|Pronunciation||klor" oh thye' a zide|
|Trade names||Diuril, others|
|Drug class||Thiazide diuretic|
|Main uses||High blood pressure, swelling|
|Side effects||Nausea, dizziness, headache, increased urination, dehydration, dry mouth, low sodium, low potassium, low magnesium|
|By mouth, IV|
|Typical dose||500 to 1000 mg OD or BID|
|Elimination half-life||45 to 120 minutes|
|Chemical and physical data|
|Molar mass||295.71 g·mol−1|
|3D model (JSmol)|
Chlorothiazide, sold under the brand name Diuril among others, is a medication used to treat high blood pressure and swelling. It is one of a number of first line options for high blood pressure. It may be used for swelling due to heart failure, nephrotic syndrome, or pregnancy. It may be taken by mouth or by injection into a vein.
Common side effects include nausea, dizziness, headache, increased urination, dehydration, dry mouth, low sodium, low potassium, and low magnesium. Other side effects may include allergic reactions, gout, and low blood pressure. While safety is unclear; it has been used as a second line treatment to control blood pressure and swelling in pregnancy. It is a thiazide diuretic.

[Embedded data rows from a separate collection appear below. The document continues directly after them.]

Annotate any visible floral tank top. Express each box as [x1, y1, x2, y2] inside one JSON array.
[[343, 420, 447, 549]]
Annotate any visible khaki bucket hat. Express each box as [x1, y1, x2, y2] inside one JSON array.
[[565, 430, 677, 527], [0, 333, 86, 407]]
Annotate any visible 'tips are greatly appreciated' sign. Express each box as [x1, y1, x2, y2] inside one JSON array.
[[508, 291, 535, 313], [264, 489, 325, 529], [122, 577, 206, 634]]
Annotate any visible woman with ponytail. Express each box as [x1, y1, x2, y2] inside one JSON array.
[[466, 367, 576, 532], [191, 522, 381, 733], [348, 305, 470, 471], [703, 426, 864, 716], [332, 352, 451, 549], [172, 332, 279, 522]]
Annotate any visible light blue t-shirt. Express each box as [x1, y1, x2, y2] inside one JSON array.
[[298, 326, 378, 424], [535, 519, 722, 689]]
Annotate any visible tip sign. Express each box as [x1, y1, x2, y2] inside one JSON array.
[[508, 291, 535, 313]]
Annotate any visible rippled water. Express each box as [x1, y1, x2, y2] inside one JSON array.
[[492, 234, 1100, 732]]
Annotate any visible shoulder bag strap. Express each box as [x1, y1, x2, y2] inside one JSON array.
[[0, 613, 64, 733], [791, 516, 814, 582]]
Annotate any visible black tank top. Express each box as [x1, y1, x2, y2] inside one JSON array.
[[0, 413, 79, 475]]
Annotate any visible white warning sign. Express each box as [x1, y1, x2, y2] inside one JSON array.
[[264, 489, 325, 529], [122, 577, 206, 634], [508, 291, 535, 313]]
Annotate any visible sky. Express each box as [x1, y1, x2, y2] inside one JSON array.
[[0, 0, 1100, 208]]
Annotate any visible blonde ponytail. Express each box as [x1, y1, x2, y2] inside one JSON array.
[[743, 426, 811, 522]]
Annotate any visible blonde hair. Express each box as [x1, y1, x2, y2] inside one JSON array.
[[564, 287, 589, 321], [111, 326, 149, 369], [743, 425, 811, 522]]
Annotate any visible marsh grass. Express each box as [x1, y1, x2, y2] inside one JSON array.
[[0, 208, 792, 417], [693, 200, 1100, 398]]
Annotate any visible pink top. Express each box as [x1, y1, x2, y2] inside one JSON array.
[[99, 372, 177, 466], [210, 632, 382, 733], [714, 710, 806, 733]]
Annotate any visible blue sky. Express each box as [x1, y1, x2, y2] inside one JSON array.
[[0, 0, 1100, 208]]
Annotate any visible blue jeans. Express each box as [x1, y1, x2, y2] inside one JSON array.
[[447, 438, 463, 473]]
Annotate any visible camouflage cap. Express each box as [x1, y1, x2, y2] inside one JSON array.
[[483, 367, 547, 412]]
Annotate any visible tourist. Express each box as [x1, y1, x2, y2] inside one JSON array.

Chlorothiazide was patented in 1956 and approved for medical use in 1958. It is on the World Health Organization's List of Essential Medicines as an alternative to hydrochlorothiazide. It is available as a [[generic medication]. In the United States 90 tablets of 500 mg costs about 14 USD.
- Nausea / Vomiting
- Excess urine production
- Hypoelectrolytemia (esp. hypokalemia / hypomagnesia)
Marketing of chlorothiazide began in 1957. The research team of Merck Sharp and Dohme Research Laboratories of Beyer, Sprague, Baer, and Novello created a new series of medications, the thiazide diuretics, which includes chlorothiazide. They won an Albert Lasker Special Award in 1975 for this work.